I've discovered in the last week that I'm even more withdrawn that I thought. My self-worth and self-esteem have dropped even lower than I had anticipated. I have no confidence, not even in areas I was very confident in years ago. I feel so inadequate in so many aspects of my life. I'm afraid to get out there and be fully involved in church again. It's hard to explain.
It looks like I may be closing on my house any day now. The landlord has a very possible renter for my place and I maybe having to move in a hurry next week. I can move most things alone, but Monday's trip to Salt Lake and back, and then working 6 hours, leaves me little time to move. Sadie's health needs to be a priority, but I also need to get moved and things taken care of at both places. I need to just focus on each day.. Sadie's health is #1, work, and getting moved, and I can only take it day by day. I don't know what tomorrow brings. I hate the unknown.
It's ironic... for someone who has always hated moving, change, new things, new places, and being more of an introvert than anything.. I've sure put myself in situations over the last 6 years that are very very very much out of my comfort zone and increase my anxieties tremendously.

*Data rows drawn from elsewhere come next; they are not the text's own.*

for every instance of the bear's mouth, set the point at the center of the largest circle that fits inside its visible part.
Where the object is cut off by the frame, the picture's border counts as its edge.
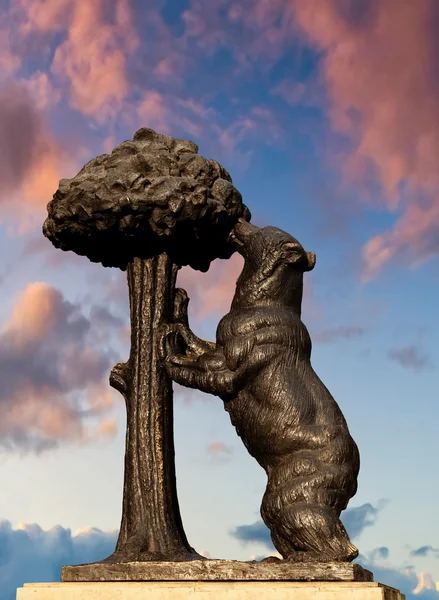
(234, 241)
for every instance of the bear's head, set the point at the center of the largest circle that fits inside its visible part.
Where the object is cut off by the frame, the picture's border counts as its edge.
(274, 265)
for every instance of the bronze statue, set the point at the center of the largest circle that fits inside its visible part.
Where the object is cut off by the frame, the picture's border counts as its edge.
(260, 367)
(149, 208)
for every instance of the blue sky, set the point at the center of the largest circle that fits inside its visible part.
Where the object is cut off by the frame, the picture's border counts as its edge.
(325, 114)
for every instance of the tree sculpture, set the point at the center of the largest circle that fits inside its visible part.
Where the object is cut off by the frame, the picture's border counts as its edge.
(149, 208)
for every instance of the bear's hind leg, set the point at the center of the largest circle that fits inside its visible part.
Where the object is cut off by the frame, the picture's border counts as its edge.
(310, 532)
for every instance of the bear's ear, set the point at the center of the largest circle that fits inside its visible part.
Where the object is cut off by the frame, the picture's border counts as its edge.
(291, 253)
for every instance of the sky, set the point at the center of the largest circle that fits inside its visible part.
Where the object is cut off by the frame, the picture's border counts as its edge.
(325, 113)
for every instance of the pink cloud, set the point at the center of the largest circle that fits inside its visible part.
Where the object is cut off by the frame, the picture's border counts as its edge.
(31, 159)
(92, 60)
(153, 111)
(380, 69)
(211, 293)
(54, 378)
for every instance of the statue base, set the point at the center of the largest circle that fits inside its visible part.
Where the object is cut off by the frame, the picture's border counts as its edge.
(216, 570)
(209, 590)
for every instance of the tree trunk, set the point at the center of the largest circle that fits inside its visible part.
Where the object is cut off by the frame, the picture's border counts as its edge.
(151, 527)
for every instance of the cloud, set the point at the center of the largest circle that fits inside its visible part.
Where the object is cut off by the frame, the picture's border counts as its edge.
(339, 333)
(410, 357)
(218, 452)
(92, 60)
(377, 85)
(54, 375)
(354, 519)
(413, 585)
(30, 554)
(31, 158)
(211, 293)
(379, 68)
(425, 551)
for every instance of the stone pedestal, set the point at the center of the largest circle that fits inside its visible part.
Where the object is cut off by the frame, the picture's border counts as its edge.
(209, 590)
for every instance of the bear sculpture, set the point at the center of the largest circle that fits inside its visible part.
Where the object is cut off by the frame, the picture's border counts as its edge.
(289, 422)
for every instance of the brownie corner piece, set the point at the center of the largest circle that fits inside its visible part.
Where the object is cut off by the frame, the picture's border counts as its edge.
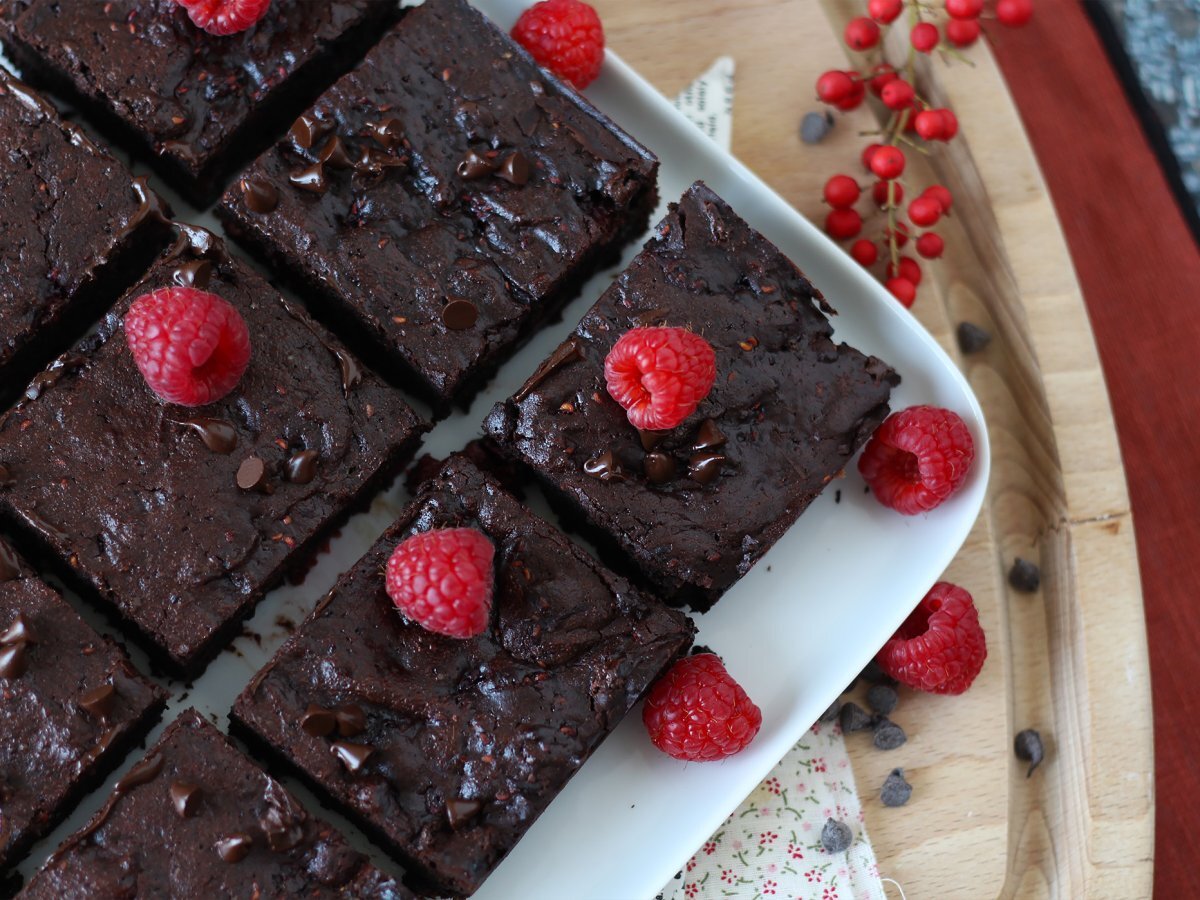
(72, 706)
(195, 816)
(694, 508)
(149, 508)
(443, 199)
(447, 750)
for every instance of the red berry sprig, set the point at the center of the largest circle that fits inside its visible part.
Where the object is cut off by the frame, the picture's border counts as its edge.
(912, 121)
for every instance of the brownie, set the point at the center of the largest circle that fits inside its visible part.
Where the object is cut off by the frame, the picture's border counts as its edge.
(197, 819)
(72, 706)
(694, 508)
(443, 198)
(199, 105)
(179, 519)
(75, 229)
(447, 750)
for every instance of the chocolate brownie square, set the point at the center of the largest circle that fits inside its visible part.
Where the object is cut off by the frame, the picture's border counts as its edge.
(199, 105)
(179, 519)
(75, 229)
(71, 706)
(447, 750)
(444, 198)
(197, 819)
(693, 509)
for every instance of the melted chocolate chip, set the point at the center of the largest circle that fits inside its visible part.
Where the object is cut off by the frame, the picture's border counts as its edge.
(259, 196)
(301, 468)
(459, 315)
(100, 701)
(217, 436)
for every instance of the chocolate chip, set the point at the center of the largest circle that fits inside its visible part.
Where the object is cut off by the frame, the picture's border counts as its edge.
(235, 847)
(837, 837)
(1027, 747)
(882, 699)
(459, 315)
(888, 736)
(184, 797)
(1025, 576)
(100, 701)
(972, 339)
(895, 791)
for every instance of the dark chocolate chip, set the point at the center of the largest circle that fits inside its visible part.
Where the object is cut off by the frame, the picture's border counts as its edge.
(301, 468)
(235, 847)
(459, 315)
(99, 702)
(895, 791)
(184, 797)
(837, 837)
(1027, 747)
(259, 196)
(1025, 576)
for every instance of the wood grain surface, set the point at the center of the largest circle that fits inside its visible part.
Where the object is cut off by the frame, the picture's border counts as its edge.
(1069, 660)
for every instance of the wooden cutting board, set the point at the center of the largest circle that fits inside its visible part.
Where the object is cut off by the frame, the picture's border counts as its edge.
(1069, 660)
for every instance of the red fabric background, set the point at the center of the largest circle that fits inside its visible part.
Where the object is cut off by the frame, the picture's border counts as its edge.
(1139, 269)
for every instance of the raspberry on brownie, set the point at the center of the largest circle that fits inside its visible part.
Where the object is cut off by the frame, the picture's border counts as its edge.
(178, 519)
(695, 507)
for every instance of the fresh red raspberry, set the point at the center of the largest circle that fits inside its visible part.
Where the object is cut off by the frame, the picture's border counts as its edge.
(659, 375)
(564, 36)
(443, 581)
(191, 346)
(941, 646)
(697, 712)
(225, 17)
(917, 459)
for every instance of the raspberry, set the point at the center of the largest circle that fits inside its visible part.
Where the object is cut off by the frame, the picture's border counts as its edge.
(564, 36)
(225, 17)
(917, 459)
(443, 581)
(697, 712)
(191, 346)
(941, 646)
(659, 375)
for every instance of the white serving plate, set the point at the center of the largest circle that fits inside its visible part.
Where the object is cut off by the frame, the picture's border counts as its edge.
(795, 631)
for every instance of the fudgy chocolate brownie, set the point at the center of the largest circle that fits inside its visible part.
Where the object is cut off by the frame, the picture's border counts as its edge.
(693, 509)
(443, 198)
(196, 819)
(75, 229)
(179, 519)
(201, 105)
(71, 706)
(447, 750)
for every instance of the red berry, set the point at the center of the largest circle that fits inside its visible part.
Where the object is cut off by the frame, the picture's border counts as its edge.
(941, 646)
(843, 223)
(564, 36)
(898, 94)
(924, 211)
(443, 581)
(886, 11)
(697, 712)
(864, 252)
(887, 162)
(930, 245)
(225, 17)
(963, 33)
(925, 36)
(903, 291)
(862, 34)
(660, 375)
(1014, 13)
(917, 459)
(841, 191)
(191, 346)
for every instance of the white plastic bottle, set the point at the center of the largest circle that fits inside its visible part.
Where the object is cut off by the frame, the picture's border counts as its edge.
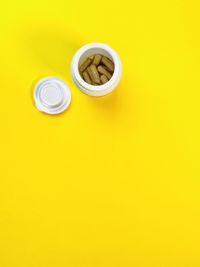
(82, 54)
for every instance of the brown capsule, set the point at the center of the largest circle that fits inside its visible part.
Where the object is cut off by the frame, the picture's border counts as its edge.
(97, 59)
(86, 77)
(94, 75)
(85, 64)
(108, 63)
(104, 79)
(102, 70)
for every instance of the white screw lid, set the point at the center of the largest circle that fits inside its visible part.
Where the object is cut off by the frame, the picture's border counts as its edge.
(52, 95)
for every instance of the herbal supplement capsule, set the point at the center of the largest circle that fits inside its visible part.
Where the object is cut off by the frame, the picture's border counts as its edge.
(102, 70)
(108, 63)
(97, 59)
(86, 77)
(104, 79)
(94, 75)
(85, 64)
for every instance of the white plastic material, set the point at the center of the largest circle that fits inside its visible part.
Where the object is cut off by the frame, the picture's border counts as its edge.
(87, 51)
(52, 95)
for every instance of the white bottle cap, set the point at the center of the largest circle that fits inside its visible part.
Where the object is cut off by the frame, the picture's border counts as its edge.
(52, 95)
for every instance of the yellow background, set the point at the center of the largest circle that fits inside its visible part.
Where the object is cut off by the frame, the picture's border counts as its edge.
(113, 181)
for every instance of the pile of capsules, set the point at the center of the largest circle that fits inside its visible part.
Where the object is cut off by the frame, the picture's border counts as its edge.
(97, 70)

I miss having a councilor. The state provided me one when Sadie was in the up to 3 program to help cope with a disabled child, single parenthood, and losing my mom, etc., and now I'm on my own. I lean less on a couple people I really leaned on emotionally and have learned to not count on them... and yet I long for their constant support, but I know I will never have it.. and learning to let go is a struggle.